Very often I find myself engaged in the deconstruction of worldviews and beliefs.  To deconstruct is to take apart layer by layer by proving false the dogma on which it is based. For me, this is an exercise in freedom. As the good book says ‘yitron haor haba mitoch hachoshech’ – the exquisite value of light is especially apparent when it comes after darkness.

For some people though this process sounds overly negative. And that’s totally ok. Human beings are subjective organisms whose views, preferences, and character, very much reflect their past experience. For me, the first 24 years of my life I had a very strong sense of identity and meaning. But I also held onto a number of ideas and beliefs that I later found to be restrictive. So in that context, it makes sense that I revel in the process of deconstruction.

Someone else who grew up differently might seek fulfilment through subscribing ‘warts and all’ to a particular group and ideology. Though it might be something of an anathema to me I recognise that ultimately we as humans are subjective organisms who can never entirely transcend the experiences that have led us to view things as we do.

I really do believe that morality, at its core, can be framed in precisely this language. Morality is about the process of recognising the limitation of our own subjective experience and being courageous enough to explore a position which initially may have shaken us to our core.

Recently, I was inspired by an article in the Washington Post by Mohammad Al-Issa entitled ‘Why Muslims from Around the World should Remember the Holocaust’.

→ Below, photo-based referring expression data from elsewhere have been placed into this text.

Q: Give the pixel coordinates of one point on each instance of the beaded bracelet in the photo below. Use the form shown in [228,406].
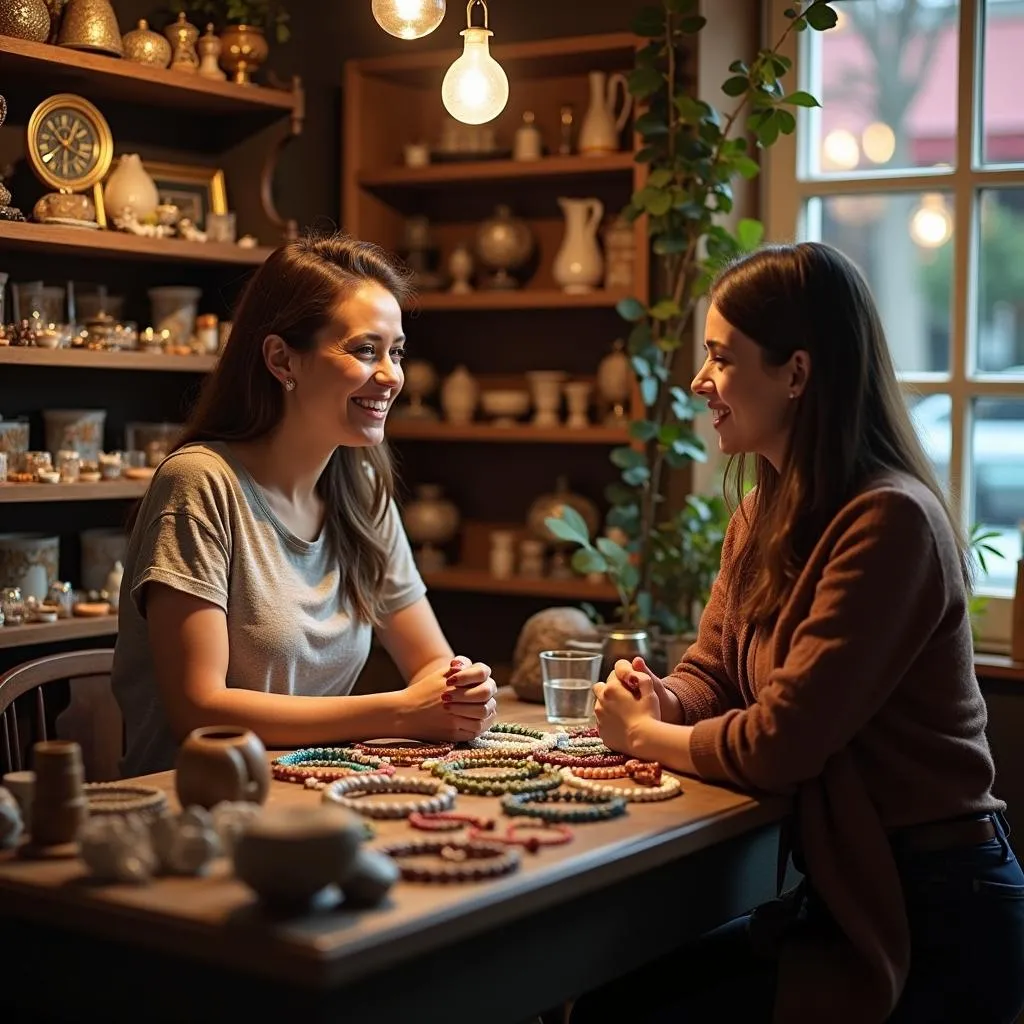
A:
[407,755]
[117,798]
[472,861]
[522,779]
[600,809]
[553,835]
[645,772]
[449,822]
[344,791]
[666,790]
[560,759]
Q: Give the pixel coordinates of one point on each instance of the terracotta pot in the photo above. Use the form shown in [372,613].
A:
[58,804]
[218,763]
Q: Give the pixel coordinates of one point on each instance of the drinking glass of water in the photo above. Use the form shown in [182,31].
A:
[568,685]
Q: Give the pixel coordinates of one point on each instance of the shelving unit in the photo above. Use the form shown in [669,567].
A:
[498,335]
[167,117]
[64,629]
[105,491]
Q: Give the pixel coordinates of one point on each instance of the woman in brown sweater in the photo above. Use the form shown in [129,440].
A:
[834,664]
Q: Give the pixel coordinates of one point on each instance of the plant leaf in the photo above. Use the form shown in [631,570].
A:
[820,16]
[801,98]
[750,232]
[736,85]
[631,309]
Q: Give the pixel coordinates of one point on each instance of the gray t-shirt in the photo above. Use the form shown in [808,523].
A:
[205,528]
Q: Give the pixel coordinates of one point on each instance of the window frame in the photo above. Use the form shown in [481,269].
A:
[784,194]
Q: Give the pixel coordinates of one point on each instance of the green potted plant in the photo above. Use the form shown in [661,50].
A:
[660,562]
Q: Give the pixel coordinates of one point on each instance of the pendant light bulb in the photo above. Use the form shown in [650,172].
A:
[475,87]
[408,18]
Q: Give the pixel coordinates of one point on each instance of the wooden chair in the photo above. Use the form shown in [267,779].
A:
[92,718]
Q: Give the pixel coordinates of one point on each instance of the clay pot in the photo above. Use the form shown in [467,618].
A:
[324,840]
[58,804]
[221,762]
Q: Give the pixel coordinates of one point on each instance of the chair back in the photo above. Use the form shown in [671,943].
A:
[92,718]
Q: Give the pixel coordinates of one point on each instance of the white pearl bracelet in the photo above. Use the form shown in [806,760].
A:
[666,790]
[440,796]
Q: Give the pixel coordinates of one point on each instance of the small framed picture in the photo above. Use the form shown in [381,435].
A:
[195,190]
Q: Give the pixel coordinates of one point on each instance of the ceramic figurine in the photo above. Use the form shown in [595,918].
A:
[118,848]
[230,818]
[185,844]
[209,54]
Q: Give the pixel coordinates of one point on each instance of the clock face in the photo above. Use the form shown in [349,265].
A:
[70,143]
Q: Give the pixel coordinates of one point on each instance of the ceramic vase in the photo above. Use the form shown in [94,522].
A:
[131,189]
[459,394]
[58,804]
[579,264]
[602,123]
[217,763]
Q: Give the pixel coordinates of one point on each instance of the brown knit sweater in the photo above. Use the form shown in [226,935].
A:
[863,705]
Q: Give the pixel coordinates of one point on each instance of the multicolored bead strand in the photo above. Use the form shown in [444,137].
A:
[537,805]
[406,755]
[666,790]
[343,793]
[471,861]
[513,776]
[544,834]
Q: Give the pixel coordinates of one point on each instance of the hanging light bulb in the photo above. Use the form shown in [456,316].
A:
[409,18]
[475,88]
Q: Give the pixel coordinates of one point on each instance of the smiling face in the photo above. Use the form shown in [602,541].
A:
[347,383]
[752,402]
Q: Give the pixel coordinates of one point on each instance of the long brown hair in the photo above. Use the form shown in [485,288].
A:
[849,423]
[294,295]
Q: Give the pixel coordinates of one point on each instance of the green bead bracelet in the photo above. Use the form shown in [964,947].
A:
[532,805]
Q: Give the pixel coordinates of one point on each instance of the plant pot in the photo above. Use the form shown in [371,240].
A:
[244,50]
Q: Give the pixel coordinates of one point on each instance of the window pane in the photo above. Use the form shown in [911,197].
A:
[886,77]
[903,245]
[1003,132]
[997,451]
[999,337]
[931,415]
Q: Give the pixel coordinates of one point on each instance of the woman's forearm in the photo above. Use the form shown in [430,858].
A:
[665,742]
[287,720]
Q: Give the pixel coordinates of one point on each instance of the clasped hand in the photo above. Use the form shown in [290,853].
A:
[453,704]
[625,700]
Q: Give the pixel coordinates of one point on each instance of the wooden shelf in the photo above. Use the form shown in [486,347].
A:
[113,245]
[105,491]
[520,433]
[83,358]
[111,78]
[523,298]
[481,582]
[62,629]
[498,170]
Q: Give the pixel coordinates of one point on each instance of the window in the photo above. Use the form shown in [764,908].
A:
[914,167]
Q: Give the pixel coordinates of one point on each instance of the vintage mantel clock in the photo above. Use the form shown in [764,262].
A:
[70,148]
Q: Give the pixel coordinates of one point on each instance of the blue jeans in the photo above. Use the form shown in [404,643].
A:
[966,911]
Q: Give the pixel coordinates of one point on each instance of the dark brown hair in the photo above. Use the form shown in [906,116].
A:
[850,422]
[294,295]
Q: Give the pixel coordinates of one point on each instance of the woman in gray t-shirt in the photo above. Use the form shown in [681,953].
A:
[268,547]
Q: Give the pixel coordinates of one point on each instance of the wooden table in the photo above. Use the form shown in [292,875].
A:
[197,949]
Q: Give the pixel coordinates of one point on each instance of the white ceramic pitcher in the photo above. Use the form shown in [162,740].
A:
[579,264]
[601,125]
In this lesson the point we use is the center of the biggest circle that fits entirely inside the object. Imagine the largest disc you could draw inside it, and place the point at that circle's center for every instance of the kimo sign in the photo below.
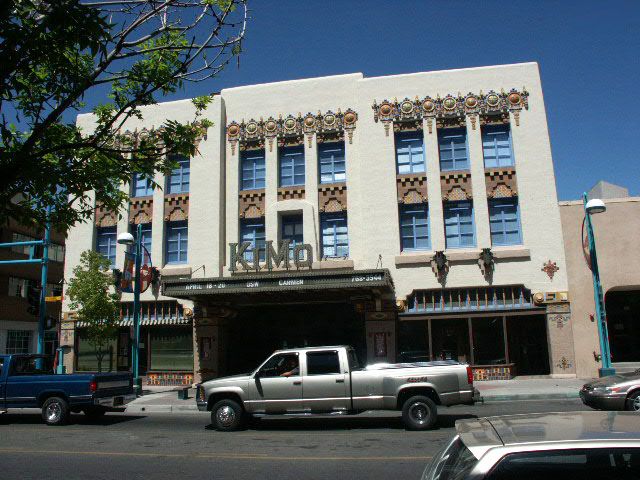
(302, 256)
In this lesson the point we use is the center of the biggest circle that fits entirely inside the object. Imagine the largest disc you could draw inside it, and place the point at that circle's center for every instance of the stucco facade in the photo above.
(363, 114)
(616, 232)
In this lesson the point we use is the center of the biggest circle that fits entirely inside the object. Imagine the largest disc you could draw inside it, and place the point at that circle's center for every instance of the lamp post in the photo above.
(127, 239)
(592, 207)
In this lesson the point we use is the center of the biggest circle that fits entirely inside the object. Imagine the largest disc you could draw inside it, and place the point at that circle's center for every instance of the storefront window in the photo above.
(488, 341)
(413, 341)
(451, 339)
(172, 349)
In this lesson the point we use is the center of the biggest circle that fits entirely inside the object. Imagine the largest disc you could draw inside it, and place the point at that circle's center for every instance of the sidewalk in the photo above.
(165, 399)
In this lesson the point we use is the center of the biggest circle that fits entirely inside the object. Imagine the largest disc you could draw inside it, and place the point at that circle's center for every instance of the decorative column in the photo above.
(478, 184)
(436, 215)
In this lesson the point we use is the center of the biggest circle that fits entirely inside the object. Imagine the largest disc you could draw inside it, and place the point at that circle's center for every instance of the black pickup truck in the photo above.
(27, 381)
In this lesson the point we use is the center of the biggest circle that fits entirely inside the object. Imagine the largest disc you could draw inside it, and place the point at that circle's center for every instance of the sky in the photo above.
(588, 52)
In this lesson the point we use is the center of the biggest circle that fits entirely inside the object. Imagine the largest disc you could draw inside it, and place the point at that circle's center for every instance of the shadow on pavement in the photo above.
(74, 419)
(342, 423)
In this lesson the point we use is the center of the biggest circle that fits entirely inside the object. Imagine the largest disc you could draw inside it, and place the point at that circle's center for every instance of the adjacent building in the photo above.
(616, 233)
(412, 216)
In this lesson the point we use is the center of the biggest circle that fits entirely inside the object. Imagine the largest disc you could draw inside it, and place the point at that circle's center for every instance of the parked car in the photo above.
(549, 446)
(28, 381)
(328, 381)
(616, 392)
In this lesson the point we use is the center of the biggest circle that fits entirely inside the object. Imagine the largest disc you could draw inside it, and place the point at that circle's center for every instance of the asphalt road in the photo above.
(181, 446)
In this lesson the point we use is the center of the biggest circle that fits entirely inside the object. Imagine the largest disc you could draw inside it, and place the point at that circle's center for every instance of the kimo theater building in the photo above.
(414, 217)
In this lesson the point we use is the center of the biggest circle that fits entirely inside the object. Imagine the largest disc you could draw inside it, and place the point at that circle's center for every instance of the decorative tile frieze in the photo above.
(176, 207)
(449, 109)
(412, 189)
(456, 186)
(105, 217)
(140, 210)
(290, 193)
(501, 182)
(289, 130)
(251, 204)
(332, 198)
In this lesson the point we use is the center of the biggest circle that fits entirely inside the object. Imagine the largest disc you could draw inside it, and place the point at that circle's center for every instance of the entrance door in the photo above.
(277, 386)
(325, 382)
(623, 322)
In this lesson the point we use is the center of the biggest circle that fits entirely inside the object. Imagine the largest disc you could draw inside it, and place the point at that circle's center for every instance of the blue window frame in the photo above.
(252, 231)
(335, 235)
(410, 152)
(177, 242)
(106, 243)
(141, 186)
(252, 169)
(178, 181)
(146, 236)
(458, 224)
(504, 219)
(454, 154)
(496, 146)
(291, 229)
(292, 166)
(332, 162)
(414, 227)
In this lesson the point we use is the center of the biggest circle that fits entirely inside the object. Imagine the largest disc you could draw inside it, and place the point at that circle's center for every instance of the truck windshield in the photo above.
(454, 463)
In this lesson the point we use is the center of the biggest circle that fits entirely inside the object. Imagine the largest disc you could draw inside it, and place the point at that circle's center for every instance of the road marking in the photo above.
(211, 456)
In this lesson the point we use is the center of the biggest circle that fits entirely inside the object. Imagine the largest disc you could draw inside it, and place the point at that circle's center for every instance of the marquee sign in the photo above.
(304, 280)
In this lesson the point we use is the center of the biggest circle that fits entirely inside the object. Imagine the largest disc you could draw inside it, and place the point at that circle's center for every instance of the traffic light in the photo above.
(33, 297)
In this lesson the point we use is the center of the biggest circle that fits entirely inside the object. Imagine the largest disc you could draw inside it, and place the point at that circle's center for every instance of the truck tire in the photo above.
(633, 402)
(419, 413)
(94, 412)
(55, 411)
(227, 415)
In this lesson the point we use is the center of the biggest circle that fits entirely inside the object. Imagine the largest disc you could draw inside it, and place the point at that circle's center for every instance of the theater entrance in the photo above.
(257, 331)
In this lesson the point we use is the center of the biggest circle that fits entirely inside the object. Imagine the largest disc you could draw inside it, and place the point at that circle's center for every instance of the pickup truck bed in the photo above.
(27, 381)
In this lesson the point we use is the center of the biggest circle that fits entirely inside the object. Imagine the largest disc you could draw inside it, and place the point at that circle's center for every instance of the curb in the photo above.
(527, 396)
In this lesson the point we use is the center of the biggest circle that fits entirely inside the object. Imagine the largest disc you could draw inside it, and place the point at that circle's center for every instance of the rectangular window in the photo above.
(335, 237)
(178, 181)
(292, 166)
(332, 162)
(410, 152)
(496, 146)
(452, 143)
(106, 243)
(19, 237)
(323, 363)
(18, 287)
(177, 242)
(141, 186)
(458, 224)
(146, 237)
(252, 231)
(504, 219)
(18, 341)
(292, 230)
(414, 227)
(252, 169)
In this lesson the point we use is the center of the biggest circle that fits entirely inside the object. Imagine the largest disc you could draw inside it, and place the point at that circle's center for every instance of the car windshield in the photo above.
(454, 463)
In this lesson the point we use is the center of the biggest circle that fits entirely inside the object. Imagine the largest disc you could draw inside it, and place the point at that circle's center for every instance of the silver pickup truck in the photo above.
(328, 381)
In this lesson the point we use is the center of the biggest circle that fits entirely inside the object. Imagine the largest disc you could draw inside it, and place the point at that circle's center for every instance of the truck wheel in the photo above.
(94, 413)
(419, 413)
(227, 415)
(633, 402)
(55, 411)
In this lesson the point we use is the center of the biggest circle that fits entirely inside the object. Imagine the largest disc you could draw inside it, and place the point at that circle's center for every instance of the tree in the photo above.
(95, 306)
(56, 54)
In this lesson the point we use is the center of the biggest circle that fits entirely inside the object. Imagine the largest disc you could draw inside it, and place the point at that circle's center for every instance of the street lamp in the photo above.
(592, 207)
(127, 239)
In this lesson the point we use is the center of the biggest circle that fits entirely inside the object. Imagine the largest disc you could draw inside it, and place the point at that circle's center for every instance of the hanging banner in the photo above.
(126, 282)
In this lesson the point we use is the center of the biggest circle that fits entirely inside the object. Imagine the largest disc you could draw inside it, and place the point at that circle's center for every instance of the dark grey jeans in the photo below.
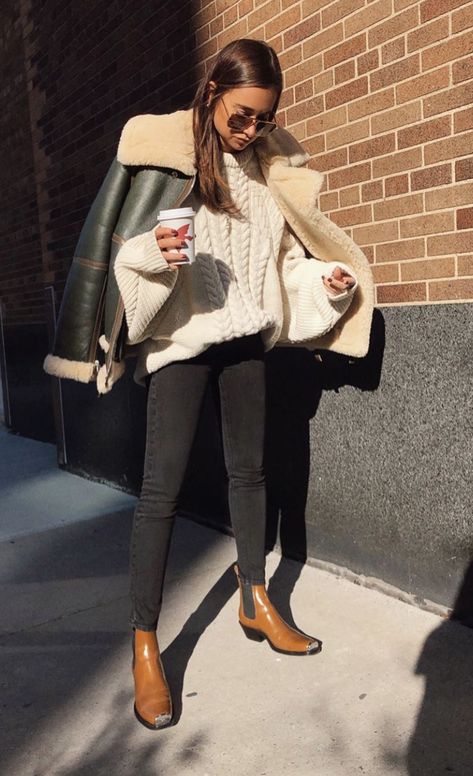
(175, 398)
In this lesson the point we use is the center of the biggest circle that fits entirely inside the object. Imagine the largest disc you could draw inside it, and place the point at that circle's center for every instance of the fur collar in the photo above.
(166, 141)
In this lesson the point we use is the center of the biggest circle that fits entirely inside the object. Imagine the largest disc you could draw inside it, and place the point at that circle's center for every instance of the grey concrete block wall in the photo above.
(368, 464)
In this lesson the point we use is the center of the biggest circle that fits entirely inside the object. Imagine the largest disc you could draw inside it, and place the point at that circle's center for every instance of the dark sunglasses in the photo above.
(239, 122)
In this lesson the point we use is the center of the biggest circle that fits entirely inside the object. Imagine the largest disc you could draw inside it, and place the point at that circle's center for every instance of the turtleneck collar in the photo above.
(240, 158)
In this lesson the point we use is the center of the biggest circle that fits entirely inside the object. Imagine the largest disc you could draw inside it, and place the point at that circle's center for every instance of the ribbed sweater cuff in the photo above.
(345, 294)
(150, 257)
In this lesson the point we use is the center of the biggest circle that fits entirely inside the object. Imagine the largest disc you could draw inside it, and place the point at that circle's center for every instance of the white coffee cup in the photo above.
(182, 220)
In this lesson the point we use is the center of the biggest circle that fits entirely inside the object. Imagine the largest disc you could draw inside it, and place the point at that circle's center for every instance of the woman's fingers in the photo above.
(166, 239)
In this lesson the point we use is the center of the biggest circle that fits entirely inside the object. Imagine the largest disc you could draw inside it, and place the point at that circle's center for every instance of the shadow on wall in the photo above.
(295, 382)
(442, 741)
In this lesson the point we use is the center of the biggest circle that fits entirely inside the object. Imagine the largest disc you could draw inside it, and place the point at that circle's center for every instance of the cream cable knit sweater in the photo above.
(250, 275)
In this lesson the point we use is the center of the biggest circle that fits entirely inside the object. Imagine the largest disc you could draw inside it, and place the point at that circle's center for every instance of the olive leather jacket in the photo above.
(126, 205)
(154, 169)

To put him in a little context, he worked at Imam Mohammed bin Saud Islamic University as a faculty member. He was minister of justice to the Saudi cabinet. And in 2016 he was appointed Secretary General of the Muslim World League. Not a lightweight.

For someone as entrenched as he in a worldview which for the past 80 years has, at best, seen Israel as just an extension of colonialism, the Holocaust not their problem or, at worst, involved in actively denying or trivialising its atrocities, this is one huge leap.

The article in its entirety is a great read but it is especially astounding when he writes of his experience at the Holocaust Museum. ‘I came to Washington to visit the Holocaust Memorial Museum. As the director escorted me through the exhibition, I saw for myself the mountains of evidence — the videos, the photos, the placards, the interviews, the memorabilia — that testify to the historic truth of the Holocaust. One doesn’t have to go to the museum to recognize the enormity of the Holocaust — but no one who does come to the museum can deny it. It continues to be one of the most powerful and moving experiences of my life.’

To think that someone in the highest echelons of influential Saudis whose country is a traditional enemy of Israel and Jews worldwide should say that learning of the Holocaust continues to be one of the most powerful and moving experiences of his life is truly uplifting. It is an expression of the highest order of what it means to break free of one’s subjective limitations and proof that doing so can only make room for spreading peace and love in our fractured world.

May we all endeavour to unshackle ourselves from our own bigotry and through that bring us one step closer to a time when the swords will be replaced with ploughshares.